La série se propose de saisir un certain dénuement urbain et générationnel. On sent même dans la tonalité de l’ensemble, qui relève pourtant de la comédie, une forme de sérieux sous-jacent. Il faut dire que le charme met un peu de temps à agir : même si on rit de bon cœur, quoique sans grande conviction, aux premières saillies dépressives de Will et à la nouvelle vie plus excitante et compliquée de Sylvia, tout cela manque de sens dans les premiers épisodes.
Des personnages accrochés à leur jeunesse
Il y a chez Stoller une légère paresse à croire qu’un humour né dans les années 2000, aux confins de la galaxie Apatow dont il fit partie, pourrait fonctionner tel quel aujourd’hui. C’est comme s’il mettait un certain temps à se saisir de son sujet, qui est tout autant le vieillissement de ses personnages, des quadras en pleine midlife crisis, que la difficulté à faire rire avec le même élan à la fois vachard, burlesque et référencé pop culture qu’il y a quinze ans.

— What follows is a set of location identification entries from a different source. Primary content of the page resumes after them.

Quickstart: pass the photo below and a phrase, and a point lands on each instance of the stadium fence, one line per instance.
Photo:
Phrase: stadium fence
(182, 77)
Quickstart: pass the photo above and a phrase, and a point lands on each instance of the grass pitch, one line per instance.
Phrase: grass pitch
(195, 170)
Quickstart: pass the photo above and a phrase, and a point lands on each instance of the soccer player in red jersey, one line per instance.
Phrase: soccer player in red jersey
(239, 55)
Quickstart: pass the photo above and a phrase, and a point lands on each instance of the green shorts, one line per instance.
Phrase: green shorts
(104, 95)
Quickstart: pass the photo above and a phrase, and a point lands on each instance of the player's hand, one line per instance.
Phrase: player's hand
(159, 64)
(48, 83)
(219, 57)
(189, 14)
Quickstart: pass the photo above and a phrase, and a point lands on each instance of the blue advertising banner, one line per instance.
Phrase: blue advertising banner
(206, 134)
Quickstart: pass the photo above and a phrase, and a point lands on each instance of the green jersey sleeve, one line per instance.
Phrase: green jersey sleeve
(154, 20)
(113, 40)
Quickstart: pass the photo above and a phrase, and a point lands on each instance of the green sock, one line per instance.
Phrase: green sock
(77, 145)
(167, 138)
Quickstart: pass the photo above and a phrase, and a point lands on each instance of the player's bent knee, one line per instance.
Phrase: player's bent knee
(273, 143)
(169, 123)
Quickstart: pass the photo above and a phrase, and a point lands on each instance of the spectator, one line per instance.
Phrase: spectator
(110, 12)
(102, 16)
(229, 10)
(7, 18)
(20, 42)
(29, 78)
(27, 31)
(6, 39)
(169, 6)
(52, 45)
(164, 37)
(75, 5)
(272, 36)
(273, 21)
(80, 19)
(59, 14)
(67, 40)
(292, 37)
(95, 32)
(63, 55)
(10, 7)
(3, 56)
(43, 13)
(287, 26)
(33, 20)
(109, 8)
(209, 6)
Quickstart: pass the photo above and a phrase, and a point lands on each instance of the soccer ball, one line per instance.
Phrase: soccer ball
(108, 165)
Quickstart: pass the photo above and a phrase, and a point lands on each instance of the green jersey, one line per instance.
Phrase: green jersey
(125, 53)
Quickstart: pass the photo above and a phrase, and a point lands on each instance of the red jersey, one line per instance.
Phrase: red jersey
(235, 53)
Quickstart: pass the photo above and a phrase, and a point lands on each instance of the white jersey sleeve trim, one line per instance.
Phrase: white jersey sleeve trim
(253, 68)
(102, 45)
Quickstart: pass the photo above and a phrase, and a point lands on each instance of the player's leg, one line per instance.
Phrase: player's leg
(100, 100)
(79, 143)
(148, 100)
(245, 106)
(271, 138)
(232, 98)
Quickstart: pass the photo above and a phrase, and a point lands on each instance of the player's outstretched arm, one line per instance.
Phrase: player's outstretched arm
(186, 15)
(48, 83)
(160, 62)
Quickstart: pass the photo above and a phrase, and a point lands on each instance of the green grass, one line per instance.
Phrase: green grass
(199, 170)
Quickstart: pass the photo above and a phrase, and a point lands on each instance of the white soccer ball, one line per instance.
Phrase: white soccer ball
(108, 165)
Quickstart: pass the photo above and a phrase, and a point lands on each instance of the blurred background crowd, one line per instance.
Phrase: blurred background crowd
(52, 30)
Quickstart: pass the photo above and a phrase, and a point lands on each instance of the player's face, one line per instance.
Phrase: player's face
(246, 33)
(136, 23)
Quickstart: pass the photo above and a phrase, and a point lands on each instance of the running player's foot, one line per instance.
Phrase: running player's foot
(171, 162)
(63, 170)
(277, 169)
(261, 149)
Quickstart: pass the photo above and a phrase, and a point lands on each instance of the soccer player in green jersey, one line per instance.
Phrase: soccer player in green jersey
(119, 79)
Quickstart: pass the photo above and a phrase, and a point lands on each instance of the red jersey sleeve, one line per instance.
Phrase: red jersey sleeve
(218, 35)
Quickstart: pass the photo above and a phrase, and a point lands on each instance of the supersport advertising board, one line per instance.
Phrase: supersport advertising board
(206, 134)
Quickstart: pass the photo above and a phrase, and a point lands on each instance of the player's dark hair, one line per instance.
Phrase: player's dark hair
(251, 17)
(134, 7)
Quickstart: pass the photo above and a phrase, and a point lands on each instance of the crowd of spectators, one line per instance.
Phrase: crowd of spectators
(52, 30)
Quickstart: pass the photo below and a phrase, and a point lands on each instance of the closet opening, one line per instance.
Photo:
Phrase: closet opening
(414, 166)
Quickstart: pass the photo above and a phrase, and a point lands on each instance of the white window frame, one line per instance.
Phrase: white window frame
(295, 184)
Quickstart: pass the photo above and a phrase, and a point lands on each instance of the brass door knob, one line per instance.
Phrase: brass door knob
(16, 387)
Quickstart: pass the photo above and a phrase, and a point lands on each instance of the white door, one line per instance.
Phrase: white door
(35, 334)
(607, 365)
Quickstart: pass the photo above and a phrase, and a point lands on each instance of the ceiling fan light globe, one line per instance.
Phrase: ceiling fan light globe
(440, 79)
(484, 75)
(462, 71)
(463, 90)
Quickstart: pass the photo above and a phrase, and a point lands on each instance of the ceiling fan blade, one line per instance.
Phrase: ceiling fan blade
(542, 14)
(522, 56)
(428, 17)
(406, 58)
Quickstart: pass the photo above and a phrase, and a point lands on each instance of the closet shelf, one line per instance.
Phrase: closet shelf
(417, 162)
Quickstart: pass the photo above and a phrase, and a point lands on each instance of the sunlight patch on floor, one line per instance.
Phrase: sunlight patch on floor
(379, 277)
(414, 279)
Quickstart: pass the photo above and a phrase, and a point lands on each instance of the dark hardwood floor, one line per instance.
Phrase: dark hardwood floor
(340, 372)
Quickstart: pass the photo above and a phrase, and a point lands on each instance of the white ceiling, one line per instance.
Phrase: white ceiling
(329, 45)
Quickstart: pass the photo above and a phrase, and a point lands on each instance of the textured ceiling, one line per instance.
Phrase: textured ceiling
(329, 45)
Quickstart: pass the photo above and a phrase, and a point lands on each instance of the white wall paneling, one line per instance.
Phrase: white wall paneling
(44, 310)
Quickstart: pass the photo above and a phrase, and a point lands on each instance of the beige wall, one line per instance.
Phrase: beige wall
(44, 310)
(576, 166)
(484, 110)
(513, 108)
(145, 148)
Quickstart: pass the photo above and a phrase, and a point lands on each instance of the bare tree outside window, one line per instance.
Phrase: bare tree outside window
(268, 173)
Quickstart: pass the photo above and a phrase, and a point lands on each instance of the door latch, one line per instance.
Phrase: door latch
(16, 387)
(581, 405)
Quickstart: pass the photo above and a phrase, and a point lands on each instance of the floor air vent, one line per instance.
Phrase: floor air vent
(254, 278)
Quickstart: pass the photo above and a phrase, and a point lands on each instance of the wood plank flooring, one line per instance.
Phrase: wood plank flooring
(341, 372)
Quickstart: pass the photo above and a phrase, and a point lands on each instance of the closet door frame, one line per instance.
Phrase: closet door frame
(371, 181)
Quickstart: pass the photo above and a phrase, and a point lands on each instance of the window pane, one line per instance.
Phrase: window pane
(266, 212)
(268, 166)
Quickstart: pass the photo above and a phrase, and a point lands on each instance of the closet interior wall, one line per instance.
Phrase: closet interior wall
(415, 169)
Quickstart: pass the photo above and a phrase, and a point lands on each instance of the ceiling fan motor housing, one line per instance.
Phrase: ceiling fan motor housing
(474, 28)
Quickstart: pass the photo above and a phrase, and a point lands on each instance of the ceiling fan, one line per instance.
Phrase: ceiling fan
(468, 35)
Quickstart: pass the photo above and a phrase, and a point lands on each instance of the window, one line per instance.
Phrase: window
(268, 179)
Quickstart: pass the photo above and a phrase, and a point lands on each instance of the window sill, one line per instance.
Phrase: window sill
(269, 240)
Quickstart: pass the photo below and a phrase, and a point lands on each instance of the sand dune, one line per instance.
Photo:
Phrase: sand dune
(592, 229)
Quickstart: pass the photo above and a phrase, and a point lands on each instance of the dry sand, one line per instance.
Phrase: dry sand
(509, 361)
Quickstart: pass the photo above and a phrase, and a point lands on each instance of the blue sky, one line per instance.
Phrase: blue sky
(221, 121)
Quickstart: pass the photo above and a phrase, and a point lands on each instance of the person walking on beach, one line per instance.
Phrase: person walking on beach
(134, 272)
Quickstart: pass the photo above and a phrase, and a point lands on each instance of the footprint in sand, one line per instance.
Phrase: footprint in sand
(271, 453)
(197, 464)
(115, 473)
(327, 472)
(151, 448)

Au bout du compte, Platonic décolle grâce à ses excellent·es acteur·rices, mais aussi à ces enjeux plus nets
Will et Sylvia ne cessent de se séparer, de se retrouver… autant de moments de diversion pour mettre en évidence des personnages qui s’accrochent à leur jeunesse sans pour autant fermer les yeux sur ce qu’ils sont devenus, donnant finalement à la série un vrai cachet. Stoller, qui réalise les dix épisodes, semble intégrer cette idée à sa réalisation : il ne fait jamais semblant de filmer comme aujourd’hui – son goût pour les scènes longues et statiques en atteste – tout en cherchant à saisir des gestes et des paroles de 2023.
Au bout du compte, Platonic décolle grâce à ses excellent·es acteur·rices, mais aussi à ces enjeux plus nets. Will et Sylvia frôlent la caricature mais progressent en réinventant constamment leur relation. Et dans un monde aussi cruel, une relation qui marche est déjà une grande victoire.
Platonic de Nicholas Stoller et Francesca Delbanco, avec Rose Byrne, Seth Rogen… Sur Apple TV+ (disponible sur MyCanal) depuis le 24 mai.